Protestonun açık biçimler alması ve sürekli eylemde bulunması, sözde başarısız sosyalleşme anlamına gelir.

Sosyolojik araştırmalar, sosyalleşme sürecinde körü körüne itaat için tasarlanmış yalnızca otoriter baskı kullanıldığında, kendisini standart dışı kritik bir durumda bulan ve kendisini patronsuz bulan bir kişinin doğru yolu bulamayacağını göstermektedir. Böyle bir sosyalleşme krizinin sonucu yalnızca bir görevi tamamlayamamak değil, aynı zamanda stres, şizofreni ve intihar da olabilir. Bu fenomenlerin nedeni, başarısız sosyalleşme nedeniyle oluşan gerçeklik, korku ve şüphe, empati eksikliği (merhamet), kişilik uyumu hakkındaki basitleştirilmiş fikirlerde yatmaktadır.

Kendini kontrol etmeye yönelik sorular

Bir birey bir kişilikten nasıl farklıdır?

Kişilik oluşumu sürecini hangi yönler içerir?

Kişilik oluşumuna heterokronik ve homokronik bir yaklaşım ne anlama geliyor?

Kişiliğin ve toplumun bozulması nedir?

J. Mead'e göre kişilik oluşumu süreci hangi aşamaları içerir?

C. Cooley'e göre kişilik yapısı nasıldır?

3. Freud sosyal davranışı nasıl açıkladı?

Kişilik oluşumunun sosyal mekanizmaları nelerdir?

Kişilik sosyalleşmesi nedir?

Sosyalleşmenin oluşumdan farkı nedir?

Birincil ve ikincil sosyalleşme nedir?

Sosyalleşme sürecini hangi faktörler (farklılıklar) etkiler?

Sosyalleşmenin ana yollarını listeleyin ve bunları açıklayın.

Sosyal statü nedir? Hangi durumları biliyorsunuz?

Sosyal rolü tanımlayın.

Bireyin sosyal davranışı nasıl ve neden düzenlenir?

Sosyalleşme kurumlarını listeleyin ve karakterize edin.

Toplumsal protesto nasıl ortaya çıkıyor?

Başarısız sosyalleşme nedir?

Edebiyat

Kon I. Kendini aramak: kişilik ve öz farkındalık. M., 1984.

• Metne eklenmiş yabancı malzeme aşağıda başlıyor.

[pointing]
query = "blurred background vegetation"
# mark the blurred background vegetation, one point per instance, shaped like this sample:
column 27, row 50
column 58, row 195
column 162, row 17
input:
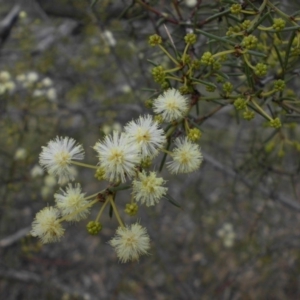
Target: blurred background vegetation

Monson P. Modern Batı Sosyolojisi. St. Petersburg, 1992, s. 31–106.

Smelser N. Sosyoloji. M., 1994. s. 94–130.

Modern Batı sosyolojisi. Sözlük. M., 1990. S. 162, 316,367–368, 380–383.

Sorokin P. A. Genel sosyoloji // İnsan, medeniyet, toplum. M., 1992. s. 32–60.

Sosyoloji / Bilg. I. L. Yakovlev. St. Petersburg, 1993, s. 19–48.

İnsan ve toplum: Okuyucu. M., 1992. s. 142–154.

Shibtstani T. Sosyal psikoloji. M., 1969. s. 341–342.